The earliest industry to offshore back office work to India was the airline industry, British Airways set up a 30 people shop called World Network Services in Mumbai for non voice customer support services - processing ticketing, and they termed the work as “remote services”. As the back office process for airline established, WNS (World Network Services) a subsidiary of BA was brought out in 2002. In 1997, General Electri(GE) set up its own captive in Gurgaon called General Electric International Services (Gecis). American Express launched the Amex Service centre at Gurgaon in early 2000s. In the horizontal services, customer support and services clearly ranked and on the vertical front, financial services sector remains the industry's largest revenue earner.

The customer care for financial services included data entry, billing and payment services, accounting, investment research support, financial data mining, insurance claims processing and actuarial support. The billing rates varied from $5 to $30 per hour.

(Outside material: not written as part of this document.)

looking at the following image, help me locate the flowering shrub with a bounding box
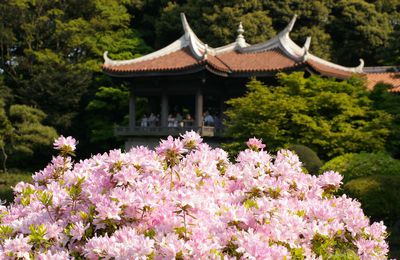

Few VC backed startups - Spectamind, Daksh, CustomerAssetl, 24/7 Customer designed their delivery models around email support services, which seems promising at the time of Internet boom. E commerce would lead to the generation of massive volumes of daily emails and docoms needed someone to manage their mail. Once the dotcom burst, this eCRM met a premature demise. Followed by the 9/11 and a long term recession in the US economy, companies in US were forced to cost cut and de-risk operations led to low-cost Offshore operations. Locations like India, offered an attractive solution to both the problems and the services like voice based customer support and basic telemarking functions were in great demand. The early big offshore deals included Sprint-Daksh, Spectamind-Amex o the third party side and Dell on the captive side. The key to remaining the world's premier destination for back office services lies in Indian BPO player quickly broadening and deepening their offerings from piecemeal services to end-to-end solutions.